Slower but doesn’t destroy memory. However, it doesn’t really meet the goal either as it returns a nasty list with empty parts.

Attempt 5: Reduce Recurse Readlines

f = open('hypertext.html','r')

def find_ahref(z,htxt):
    a = htxt.find("<a href=")
    if a != -1:
        a = a+9
        b = a+htxt[a:-1].find(">")-1
        href = htxt[a:b]
        z.append(href)
        return find_ahref(z,htxt[b:-1])
    else:
        return z

def preduce(fn,ls,a):
    ls.insert(0,a)
    return reduce(fn,ls)

lines = f.readlines()
hrefs = preduce(find_ahref,lines,[])

f.close()

Summary

Fast, although it relies on their being many multiple lines.

Attempt 6: Something Completly Different

Instead of looking for the “a href” first we will look for the end “>” and search for the “a href” to that point.

hrefs = []

f = open("hypertext.html","r")
f_str = f.read()
f.close()

while True:
    b = f_str.find(">")
    if b == -1:
        break
    a = f_str[0:b].find("<a href=")
    if a != -1:
        hrefs.append(f_str[a+9:b-1])
    f_str = f_str[b+1:-1]

Summary

While good in theory, it does not handle large strings well; and by well I mean not at all. However it did get the correct hrefs from a smaller list.

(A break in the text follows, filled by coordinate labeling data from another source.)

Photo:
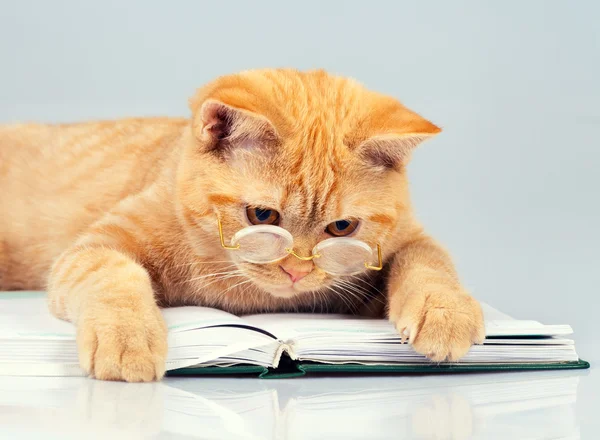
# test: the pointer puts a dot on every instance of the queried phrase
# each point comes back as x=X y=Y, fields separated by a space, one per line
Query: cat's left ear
x=393 y=137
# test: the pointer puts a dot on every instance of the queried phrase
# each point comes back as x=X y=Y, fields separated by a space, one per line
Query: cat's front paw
x=441 y=325
x=129 y=345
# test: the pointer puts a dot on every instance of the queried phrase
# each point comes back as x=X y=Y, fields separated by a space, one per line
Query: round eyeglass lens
x=262 y=244
x=342 y=256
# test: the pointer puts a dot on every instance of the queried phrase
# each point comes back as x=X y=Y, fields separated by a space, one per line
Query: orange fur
x=118 y=218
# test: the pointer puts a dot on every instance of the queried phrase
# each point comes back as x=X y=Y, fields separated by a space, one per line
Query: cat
x=116 y=219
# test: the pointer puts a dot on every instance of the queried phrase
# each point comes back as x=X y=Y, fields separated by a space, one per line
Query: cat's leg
x=100 y=287
x=429 y=306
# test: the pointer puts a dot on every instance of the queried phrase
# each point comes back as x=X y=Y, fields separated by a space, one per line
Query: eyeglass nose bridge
x=300 y=257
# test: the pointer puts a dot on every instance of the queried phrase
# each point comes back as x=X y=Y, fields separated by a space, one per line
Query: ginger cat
x=116 y=219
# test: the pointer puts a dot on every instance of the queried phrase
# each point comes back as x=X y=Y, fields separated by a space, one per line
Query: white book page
x=26 y=315
x=287 y=326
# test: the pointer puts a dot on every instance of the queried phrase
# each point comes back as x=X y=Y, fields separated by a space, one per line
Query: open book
x=204 y=340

Attempt 7: Split & (P)Reduce

Rather than breaking the large string up by line, we will break it up by a character “>”.

def is_ahref(a,b):
    y = b.find("<a href=")
    if y != -1: a.append(b[y+9:-1])
    return a

def preduce(fn,ls,a):
    ls.insert(0,a)
    return reduce(fn,ls)

hrefs = preduce(is_ahref,open("hypertext.html","r").read().split(">"),[])

Summary

This is the fastest of them all, slightly faster than Reduce Recurse Readlines, and can even handle large single string lines quickly.

Conclusion

  • Self-recursion is not good when passing around the same string to itself.
  • Concatenating a long list of charaters from a string and checking for “a href” does not destroy memory but is very slow.
  • Breaking a large string into smaller ones is faster and deosn’t destroy memory.
  • Reading by line is only one way to make a large string (or file) into smaller strings.